The strapless bodice of that coral floral dress pulls taut across the model's torso before releasing into a full midi skirt—a silhouette that's pure 1950s New Look DNA, even decades after Dior first cinched waists and celebrated hips. The fashion illustration captures that same obsession with structure: those razor-sharp hat brims and sculptural headpieces that frame the face like architectural elements, demanding the same kind of engineered precision that holds up a strapless bodice.


The strapless bodice of that coral floral dress pulls taut across the model's torso before releasing into a full midi skirt—a silhouette that's pure 1950s New Look DNA, even decades after Dior first cinched waists and celebrated hips. The fashion illustration captures that same obsession with structure: those razor-sharp hat brims and sculptural headpieces that frame the face like architectural elements, demanding the same kind of engineered precision that holds up a strapless bodice.

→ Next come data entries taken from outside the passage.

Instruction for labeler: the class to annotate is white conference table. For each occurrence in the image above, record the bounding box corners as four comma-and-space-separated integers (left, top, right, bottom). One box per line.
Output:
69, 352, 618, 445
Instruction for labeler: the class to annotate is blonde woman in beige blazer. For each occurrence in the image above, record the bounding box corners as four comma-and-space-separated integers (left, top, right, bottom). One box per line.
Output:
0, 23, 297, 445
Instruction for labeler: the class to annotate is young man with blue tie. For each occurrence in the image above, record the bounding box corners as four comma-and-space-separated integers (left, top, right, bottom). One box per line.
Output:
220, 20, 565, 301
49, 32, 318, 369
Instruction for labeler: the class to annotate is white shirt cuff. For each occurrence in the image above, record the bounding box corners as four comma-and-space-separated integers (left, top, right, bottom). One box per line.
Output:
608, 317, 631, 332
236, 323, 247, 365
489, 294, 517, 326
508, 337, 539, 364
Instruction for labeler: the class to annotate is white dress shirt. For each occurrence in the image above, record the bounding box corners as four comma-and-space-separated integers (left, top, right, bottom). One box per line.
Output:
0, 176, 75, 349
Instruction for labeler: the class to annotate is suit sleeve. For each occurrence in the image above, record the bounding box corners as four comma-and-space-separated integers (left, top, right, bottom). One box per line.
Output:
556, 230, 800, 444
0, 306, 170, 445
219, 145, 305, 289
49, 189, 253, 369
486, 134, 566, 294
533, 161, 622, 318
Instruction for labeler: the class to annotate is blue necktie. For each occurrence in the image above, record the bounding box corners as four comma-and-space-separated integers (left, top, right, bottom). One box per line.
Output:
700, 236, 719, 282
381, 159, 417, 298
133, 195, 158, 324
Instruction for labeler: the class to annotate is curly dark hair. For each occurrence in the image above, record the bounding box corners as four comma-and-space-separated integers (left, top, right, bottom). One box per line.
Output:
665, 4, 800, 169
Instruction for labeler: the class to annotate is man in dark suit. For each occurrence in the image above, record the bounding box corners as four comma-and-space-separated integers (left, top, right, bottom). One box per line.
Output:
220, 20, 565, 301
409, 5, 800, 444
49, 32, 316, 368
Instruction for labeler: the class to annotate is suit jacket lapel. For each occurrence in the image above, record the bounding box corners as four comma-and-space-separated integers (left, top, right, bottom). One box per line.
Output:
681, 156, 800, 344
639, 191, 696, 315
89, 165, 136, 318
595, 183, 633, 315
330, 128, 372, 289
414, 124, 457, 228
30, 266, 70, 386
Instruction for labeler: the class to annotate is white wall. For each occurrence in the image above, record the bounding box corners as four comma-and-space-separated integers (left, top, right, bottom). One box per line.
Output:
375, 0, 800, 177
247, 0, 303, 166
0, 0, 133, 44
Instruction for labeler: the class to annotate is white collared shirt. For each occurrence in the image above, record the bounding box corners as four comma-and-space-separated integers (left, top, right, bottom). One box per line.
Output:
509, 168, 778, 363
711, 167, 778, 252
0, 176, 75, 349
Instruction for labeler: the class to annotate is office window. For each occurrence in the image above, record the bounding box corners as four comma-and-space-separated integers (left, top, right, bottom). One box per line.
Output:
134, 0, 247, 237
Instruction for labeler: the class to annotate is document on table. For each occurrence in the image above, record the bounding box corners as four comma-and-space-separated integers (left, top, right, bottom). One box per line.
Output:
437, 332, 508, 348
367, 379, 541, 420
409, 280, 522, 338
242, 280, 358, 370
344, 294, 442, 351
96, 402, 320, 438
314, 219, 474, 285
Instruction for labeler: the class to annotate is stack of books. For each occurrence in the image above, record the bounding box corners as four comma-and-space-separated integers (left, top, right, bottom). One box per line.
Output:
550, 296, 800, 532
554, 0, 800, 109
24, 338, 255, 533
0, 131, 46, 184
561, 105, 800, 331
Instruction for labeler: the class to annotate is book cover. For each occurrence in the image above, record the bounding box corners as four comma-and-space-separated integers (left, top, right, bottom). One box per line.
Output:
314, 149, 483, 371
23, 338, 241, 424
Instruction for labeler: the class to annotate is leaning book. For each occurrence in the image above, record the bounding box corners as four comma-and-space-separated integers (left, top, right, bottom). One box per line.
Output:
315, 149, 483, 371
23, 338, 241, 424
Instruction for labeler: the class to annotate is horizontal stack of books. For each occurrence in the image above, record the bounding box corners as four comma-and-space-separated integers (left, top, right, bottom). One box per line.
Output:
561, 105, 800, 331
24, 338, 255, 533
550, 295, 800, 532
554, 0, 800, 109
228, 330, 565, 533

Follow this garment wherever the graph leads
The architectural precision of those hat sketches—with their sharp angular brims and geometric crown structures—echoes the engineered bodice of this strapless dress, where rows of meticulous smocking create the same kind of structural foundation that holds everything in place.
These pieces capture the same post-war moment when fashion was rebuilding femininity with architectural precision. The illustration's razor-sharp hat brims and the dress's calculated waist suppression both speak to Christian Dior's New Look revolution—that insistence on structure over the utilitarian shapes that defined the war years.